Tanda-Tanda Terbesar yang Menunjukkan Kekuasaan Allah adalah Enam Pokok
Dan asy-Syaikh Muhammad bin 'Abd al-Wahhab — semoga Allah Subhanahu wa Ta'ala merahmatinya — juga berkata:
Termasuk keajaiban yang paling menakjubkan dan tanda-tanda terbesar yang menunjukkan atas kekuasaan al-Malik al-Ghallab (Raja Yang Maha Perkasa) adalah enam pokok yang telah Allah Ta'ala jelaskan dengan penjelasan yang gamblang bagi orang awam melebihi apa yang disangka oleh orang-orang yang menyangka.
Kemudian setelah ini, banyak orang-orang cerdas di dunia dan orang-orang berakal dari anak Adam yang keliru di dalamnya, kecuali sangat sedikit sekali.

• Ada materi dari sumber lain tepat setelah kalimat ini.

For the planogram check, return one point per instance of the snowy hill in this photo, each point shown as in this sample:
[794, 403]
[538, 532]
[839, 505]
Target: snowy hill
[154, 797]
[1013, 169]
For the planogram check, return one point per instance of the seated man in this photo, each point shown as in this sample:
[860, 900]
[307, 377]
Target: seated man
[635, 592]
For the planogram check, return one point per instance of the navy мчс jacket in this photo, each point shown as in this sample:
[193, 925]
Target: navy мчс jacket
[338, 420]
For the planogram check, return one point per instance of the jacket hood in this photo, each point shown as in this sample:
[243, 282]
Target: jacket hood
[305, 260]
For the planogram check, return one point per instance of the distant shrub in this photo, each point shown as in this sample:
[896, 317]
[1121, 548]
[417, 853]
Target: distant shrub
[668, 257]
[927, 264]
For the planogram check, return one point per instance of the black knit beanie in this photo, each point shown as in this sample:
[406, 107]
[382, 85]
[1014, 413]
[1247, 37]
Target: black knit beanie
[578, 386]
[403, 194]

Pokok pertama, memurnikan agama hanya untuk Allah semata, tiada sekutu bagi-Nya, dan penjelasan mengenai lawannya, yaitu syirik kepada Allah dan bahwasanya sebagian besar al-Qur'an berisi penjelasan mengenai pokok ini dari berbagai sisi, dengan perkataan (bahasa) yang dapat dipahami oleh orang awam yang paling bodoh sekalipun. Kemudian, ketika terjadi apa yang terjadi pada mayoritas umat ini, setan menampakkan kepada mereka ajaran pemurnian sebagai bentuk tindakan merendahkan orang-orang saleh dan melalaikan hak mereka dan setan menampakkan kepada mereka syirik kepada Allah sebagai bentuk kecintaan kepada orang-orang saleh dan pengikut-pengikut mereka.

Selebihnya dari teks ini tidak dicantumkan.